ULAANBAATAR, Sept 20 (Reuters) - Mongolia will pitch a number of railway projects to the China-initiated Asian Infrastructure Investment Bank (AIIB), an adviser to the government told Reuters, as the crisis-hit nation tries to attract investment and boost trade.
The landlocked country, wedged between China and Russia, is mired in debt following a slump in commodity prices, a precipitous drop in foreign investment and a rapidly declining currency, forcing the government to hike interest rates and slash spending.
It sits on vast, untapped mineral wealth but inadequate transportation infrastructure has held back development, with several proposed railway projects to ship copper, coal and gold to China long out of reach because of prohibitive costs and arguments over security.
But China’s “One Belt One Road” project, along with another initiative to create an “economic corridor” connecting it to Mongolia and Russia, has provided opportunities for Mongolia to kickstart new projects, including the expansion of the Trans-Mongolian railway and construction of a new route going east, said Yondon Manlaibayar, an adviser to Mongolia’s Ministry of Roads and Transportation Development.
Manlaibayar said Mongolia plans over the next four years to bolster railway capacity and build new routes that will eventually connect it to a trading route spanning from China to Europe.

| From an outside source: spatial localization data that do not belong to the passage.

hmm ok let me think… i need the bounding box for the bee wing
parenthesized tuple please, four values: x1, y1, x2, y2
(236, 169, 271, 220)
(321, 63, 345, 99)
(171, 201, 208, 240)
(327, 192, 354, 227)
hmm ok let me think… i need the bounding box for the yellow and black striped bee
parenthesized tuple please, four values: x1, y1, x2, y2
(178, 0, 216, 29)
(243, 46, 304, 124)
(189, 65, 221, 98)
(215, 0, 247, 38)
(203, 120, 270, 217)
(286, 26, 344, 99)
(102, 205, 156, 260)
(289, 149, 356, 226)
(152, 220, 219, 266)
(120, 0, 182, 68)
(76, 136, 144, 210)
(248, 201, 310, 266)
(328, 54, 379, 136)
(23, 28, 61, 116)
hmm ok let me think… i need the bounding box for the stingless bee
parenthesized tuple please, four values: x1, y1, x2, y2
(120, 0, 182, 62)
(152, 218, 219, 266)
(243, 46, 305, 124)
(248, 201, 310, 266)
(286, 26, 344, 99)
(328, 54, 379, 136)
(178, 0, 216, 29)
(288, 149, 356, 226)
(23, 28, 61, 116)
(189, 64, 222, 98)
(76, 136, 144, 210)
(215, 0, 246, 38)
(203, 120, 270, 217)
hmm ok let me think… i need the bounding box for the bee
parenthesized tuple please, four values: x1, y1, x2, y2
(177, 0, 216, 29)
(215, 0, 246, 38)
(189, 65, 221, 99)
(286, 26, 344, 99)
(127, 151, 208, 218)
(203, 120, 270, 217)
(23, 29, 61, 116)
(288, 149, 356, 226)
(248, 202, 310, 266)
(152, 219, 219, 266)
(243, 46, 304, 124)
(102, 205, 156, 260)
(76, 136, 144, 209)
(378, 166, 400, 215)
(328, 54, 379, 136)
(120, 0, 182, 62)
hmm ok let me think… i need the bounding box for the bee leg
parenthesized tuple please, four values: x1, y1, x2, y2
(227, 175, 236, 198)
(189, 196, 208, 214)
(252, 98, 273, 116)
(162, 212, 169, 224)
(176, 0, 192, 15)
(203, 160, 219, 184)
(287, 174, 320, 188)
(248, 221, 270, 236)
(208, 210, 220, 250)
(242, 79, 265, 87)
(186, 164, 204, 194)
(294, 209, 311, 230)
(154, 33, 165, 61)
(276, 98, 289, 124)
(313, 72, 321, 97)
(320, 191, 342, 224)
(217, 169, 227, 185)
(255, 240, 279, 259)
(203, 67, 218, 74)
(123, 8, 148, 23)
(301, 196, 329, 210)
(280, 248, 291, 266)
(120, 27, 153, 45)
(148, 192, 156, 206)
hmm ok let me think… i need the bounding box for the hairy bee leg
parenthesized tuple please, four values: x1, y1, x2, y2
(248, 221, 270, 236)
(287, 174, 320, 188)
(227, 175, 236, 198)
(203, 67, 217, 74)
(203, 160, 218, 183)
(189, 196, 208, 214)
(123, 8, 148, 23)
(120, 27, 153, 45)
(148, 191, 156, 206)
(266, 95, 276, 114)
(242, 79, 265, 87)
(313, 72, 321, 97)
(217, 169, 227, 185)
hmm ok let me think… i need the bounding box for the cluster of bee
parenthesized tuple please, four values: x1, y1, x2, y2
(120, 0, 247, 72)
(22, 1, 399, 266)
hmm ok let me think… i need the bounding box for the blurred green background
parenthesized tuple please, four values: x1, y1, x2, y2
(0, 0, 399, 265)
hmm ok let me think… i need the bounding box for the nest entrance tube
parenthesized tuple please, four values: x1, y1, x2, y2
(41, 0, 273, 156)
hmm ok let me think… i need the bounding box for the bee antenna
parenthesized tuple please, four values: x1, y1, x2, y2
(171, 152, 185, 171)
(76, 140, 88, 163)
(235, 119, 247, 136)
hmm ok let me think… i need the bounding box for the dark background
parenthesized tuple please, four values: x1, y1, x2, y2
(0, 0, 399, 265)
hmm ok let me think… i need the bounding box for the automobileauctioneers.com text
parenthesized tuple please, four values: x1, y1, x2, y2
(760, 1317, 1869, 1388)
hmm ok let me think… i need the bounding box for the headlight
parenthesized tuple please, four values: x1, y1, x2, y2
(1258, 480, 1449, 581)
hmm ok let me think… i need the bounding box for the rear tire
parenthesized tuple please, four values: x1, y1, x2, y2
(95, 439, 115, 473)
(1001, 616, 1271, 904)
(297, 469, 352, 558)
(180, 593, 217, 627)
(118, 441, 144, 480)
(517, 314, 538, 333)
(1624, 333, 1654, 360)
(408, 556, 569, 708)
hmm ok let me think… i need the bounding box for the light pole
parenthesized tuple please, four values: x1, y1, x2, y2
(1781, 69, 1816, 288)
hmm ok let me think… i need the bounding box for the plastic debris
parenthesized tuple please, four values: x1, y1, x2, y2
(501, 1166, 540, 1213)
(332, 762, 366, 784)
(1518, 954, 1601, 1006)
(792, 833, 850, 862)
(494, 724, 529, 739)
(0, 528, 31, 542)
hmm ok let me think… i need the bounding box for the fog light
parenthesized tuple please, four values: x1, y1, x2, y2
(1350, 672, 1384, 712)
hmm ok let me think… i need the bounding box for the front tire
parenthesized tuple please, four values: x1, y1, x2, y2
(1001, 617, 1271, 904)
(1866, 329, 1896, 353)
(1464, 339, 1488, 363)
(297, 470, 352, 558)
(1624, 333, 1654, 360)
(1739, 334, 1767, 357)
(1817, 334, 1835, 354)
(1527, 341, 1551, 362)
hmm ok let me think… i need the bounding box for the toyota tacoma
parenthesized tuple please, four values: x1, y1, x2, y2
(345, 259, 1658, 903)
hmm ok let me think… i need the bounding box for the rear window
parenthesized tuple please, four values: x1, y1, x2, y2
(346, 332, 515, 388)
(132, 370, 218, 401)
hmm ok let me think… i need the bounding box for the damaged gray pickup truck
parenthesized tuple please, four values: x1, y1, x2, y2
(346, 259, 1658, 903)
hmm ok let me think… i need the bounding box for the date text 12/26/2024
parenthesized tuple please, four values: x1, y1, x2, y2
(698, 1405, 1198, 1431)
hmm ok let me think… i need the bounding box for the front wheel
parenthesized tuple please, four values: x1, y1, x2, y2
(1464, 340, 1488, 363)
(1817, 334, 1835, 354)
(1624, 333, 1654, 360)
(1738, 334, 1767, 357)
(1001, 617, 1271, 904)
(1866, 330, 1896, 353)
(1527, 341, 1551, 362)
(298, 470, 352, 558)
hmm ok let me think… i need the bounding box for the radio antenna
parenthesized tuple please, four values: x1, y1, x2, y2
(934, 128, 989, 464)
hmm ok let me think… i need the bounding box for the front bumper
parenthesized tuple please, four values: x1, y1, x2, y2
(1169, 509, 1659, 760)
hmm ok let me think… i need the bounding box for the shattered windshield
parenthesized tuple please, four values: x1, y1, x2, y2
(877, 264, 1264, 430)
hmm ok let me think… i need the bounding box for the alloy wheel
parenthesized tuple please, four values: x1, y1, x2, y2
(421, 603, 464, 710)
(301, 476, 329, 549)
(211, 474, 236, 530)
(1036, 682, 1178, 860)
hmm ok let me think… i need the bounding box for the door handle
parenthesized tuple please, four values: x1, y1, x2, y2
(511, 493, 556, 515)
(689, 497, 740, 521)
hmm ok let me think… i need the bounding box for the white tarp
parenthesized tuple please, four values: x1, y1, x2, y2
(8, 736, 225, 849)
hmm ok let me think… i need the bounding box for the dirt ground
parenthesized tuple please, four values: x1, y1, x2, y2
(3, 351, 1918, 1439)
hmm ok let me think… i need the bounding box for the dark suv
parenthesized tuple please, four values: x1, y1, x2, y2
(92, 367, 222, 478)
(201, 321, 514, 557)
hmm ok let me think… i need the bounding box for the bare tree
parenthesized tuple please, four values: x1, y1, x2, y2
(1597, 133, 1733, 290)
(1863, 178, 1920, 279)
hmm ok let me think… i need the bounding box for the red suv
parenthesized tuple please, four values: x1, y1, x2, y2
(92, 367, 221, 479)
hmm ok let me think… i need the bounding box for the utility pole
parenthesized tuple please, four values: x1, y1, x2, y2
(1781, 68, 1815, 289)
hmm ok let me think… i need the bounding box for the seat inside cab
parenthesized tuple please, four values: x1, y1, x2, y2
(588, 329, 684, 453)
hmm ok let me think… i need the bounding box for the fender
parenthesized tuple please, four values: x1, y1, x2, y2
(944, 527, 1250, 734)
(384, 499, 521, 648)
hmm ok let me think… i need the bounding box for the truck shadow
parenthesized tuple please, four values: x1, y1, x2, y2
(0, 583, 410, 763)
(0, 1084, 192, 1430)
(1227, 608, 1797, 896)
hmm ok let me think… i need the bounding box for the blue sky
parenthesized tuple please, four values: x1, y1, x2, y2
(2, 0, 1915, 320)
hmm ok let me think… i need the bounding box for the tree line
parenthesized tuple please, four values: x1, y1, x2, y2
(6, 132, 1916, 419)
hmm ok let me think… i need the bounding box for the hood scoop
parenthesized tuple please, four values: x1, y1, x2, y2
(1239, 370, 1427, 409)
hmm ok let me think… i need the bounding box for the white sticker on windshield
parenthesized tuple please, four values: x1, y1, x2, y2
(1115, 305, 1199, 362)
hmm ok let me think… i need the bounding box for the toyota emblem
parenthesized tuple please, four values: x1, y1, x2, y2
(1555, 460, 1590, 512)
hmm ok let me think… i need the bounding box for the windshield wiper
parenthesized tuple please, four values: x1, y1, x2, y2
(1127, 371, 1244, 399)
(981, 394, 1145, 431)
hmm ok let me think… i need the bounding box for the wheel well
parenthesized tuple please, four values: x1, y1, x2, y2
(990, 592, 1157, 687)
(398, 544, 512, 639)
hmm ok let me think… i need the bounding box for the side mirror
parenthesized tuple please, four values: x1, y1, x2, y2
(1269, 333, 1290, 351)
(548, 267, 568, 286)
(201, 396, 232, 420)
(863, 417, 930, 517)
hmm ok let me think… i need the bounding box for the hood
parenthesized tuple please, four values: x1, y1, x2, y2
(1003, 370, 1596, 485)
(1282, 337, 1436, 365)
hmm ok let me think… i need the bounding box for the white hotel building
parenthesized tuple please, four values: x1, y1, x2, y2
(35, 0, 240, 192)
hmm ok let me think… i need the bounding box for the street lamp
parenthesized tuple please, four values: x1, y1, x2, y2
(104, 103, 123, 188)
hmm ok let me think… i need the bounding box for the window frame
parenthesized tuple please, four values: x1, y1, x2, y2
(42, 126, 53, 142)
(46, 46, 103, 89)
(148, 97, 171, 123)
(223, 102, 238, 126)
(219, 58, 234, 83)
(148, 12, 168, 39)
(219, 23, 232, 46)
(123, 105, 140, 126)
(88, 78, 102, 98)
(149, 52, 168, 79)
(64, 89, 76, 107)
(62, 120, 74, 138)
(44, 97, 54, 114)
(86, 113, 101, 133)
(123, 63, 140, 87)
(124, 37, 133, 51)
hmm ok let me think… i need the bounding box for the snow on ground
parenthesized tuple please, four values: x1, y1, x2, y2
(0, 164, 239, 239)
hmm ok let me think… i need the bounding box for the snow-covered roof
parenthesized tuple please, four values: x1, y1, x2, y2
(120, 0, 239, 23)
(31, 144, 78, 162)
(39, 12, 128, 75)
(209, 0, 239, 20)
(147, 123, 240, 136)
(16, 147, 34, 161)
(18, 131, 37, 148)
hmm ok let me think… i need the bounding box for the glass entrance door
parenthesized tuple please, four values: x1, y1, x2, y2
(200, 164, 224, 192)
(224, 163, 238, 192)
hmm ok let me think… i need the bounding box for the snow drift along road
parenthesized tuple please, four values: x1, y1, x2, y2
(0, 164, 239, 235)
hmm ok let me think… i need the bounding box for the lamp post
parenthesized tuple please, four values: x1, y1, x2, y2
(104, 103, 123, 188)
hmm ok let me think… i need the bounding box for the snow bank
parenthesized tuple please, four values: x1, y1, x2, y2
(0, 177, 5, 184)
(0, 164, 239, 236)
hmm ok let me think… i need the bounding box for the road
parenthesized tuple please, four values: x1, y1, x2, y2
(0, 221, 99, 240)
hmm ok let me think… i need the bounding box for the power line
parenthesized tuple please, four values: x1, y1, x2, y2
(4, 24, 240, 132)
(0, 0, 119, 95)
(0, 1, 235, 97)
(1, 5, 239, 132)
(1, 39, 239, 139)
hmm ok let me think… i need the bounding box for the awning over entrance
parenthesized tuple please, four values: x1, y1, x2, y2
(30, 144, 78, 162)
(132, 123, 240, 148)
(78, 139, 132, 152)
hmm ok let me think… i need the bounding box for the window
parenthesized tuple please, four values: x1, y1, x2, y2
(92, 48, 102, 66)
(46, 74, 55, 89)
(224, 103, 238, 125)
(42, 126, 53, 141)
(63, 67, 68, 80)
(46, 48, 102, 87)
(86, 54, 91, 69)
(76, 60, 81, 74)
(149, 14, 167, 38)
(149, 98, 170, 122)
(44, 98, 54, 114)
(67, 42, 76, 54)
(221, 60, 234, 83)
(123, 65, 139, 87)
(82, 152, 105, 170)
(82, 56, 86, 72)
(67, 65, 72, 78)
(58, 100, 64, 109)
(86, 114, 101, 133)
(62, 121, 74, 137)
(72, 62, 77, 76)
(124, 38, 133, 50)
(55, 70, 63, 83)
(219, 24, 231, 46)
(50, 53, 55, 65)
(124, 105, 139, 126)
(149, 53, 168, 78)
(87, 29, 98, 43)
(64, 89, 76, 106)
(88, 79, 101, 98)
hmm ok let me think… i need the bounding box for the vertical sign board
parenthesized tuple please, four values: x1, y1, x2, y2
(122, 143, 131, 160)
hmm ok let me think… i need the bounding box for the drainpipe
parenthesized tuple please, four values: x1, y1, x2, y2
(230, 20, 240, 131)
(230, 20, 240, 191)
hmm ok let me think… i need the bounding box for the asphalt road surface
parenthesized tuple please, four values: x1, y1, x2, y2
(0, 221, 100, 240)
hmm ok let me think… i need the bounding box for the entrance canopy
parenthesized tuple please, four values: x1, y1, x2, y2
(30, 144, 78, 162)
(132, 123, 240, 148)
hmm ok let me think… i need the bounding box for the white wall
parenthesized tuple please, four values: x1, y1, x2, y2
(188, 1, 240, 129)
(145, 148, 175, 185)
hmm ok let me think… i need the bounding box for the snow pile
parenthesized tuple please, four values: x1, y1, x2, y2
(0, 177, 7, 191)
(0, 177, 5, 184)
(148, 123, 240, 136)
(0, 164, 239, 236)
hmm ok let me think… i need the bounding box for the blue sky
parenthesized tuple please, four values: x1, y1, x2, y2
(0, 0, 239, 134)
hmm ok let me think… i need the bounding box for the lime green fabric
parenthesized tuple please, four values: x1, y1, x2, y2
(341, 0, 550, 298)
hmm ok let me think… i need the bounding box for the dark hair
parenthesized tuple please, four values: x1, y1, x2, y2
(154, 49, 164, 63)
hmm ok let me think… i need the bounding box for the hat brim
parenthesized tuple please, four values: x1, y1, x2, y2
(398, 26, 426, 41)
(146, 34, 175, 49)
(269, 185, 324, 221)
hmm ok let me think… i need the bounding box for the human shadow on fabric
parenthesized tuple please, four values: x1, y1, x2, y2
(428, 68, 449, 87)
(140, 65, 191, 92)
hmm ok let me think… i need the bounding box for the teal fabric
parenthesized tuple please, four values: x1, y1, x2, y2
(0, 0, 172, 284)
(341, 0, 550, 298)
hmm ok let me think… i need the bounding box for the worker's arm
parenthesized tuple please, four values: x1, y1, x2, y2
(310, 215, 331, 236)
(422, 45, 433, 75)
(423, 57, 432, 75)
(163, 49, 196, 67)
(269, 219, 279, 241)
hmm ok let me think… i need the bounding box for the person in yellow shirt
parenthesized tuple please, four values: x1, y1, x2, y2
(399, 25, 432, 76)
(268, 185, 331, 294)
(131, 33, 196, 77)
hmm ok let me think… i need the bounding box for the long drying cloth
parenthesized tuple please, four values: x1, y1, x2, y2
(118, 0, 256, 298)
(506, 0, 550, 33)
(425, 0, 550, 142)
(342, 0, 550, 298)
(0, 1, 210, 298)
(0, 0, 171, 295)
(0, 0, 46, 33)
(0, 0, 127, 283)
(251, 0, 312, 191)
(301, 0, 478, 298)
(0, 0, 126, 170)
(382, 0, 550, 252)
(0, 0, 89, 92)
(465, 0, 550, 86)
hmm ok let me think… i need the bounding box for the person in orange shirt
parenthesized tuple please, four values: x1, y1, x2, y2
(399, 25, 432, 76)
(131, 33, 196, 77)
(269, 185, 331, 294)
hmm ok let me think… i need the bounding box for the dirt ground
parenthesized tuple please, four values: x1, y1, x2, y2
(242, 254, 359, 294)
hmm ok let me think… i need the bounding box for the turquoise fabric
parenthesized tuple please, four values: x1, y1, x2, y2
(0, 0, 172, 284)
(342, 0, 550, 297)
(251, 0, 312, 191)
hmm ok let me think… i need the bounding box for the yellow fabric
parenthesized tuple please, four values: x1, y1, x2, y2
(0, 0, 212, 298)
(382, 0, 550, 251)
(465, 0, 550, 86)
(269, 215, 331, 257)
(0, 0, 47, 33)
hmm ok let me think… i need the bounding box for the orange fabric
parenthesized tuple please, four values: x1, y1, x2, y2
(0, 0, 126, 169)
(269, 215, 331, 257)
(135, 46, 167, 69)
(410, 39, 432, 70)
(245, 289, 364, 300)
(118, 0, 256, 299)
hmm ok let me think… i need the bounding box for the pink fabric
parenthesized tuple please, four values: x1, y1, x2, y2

“It will go forward,” Manlaibayar told Reuters. “We’ve been a driving force for the economic corridor,” he said.
The corridor agreement signed by Mongolia, China and Russia in June committed the countries to upgrading regional rail transport by modernising existing capacity and building new routes.
Mongolia wants to find financing to build 550 km (342 miles) of new railways, and plans to expand existing routes.
Manlaibayar didn’t say how much Mongolia would seek to borrow to finance the projects, but said preliminary discussions have already been held with the AIIB. A spokesman for the AIIB declined to comment when contacted by Reuters on Tuesday.
The plans include the Northern Railway project led by Australian coal miner Aspire Mining. The China Development Bank has already expressed interest in providing three-quarters of the financing needed for the project.
Also on Mongolia’s list will be a rail line linking its Tavan Tolgoi coal mine to the Chinese border. Mongolia has already invested $200 million, Manlaibayar said, but the project needs another $800 million.
The Tavan Tolgoi railway project is one of five major infrastructure projects flagged as priorities by the finance ministry last week as the country tries to dig itself out of an economic crisis.
Five years ago, foreign investment helped drive Mongolian growth into double digits, but capital inflows have been on the decline since 2012 because of disputes with miners and a slump in commodity prices brought about partly by slowing Chinese growth.
The government has also identified Rio Tinto’s underground expansion of the Oyu Tolgoi copper-gold mine and the Gatsuurt gold mine owned by Canada’s Centerra Gold as development priorities.
Manlaibayar said he is seeking approval from the government to launch a road show to get other institutional investors involved in the railway projects.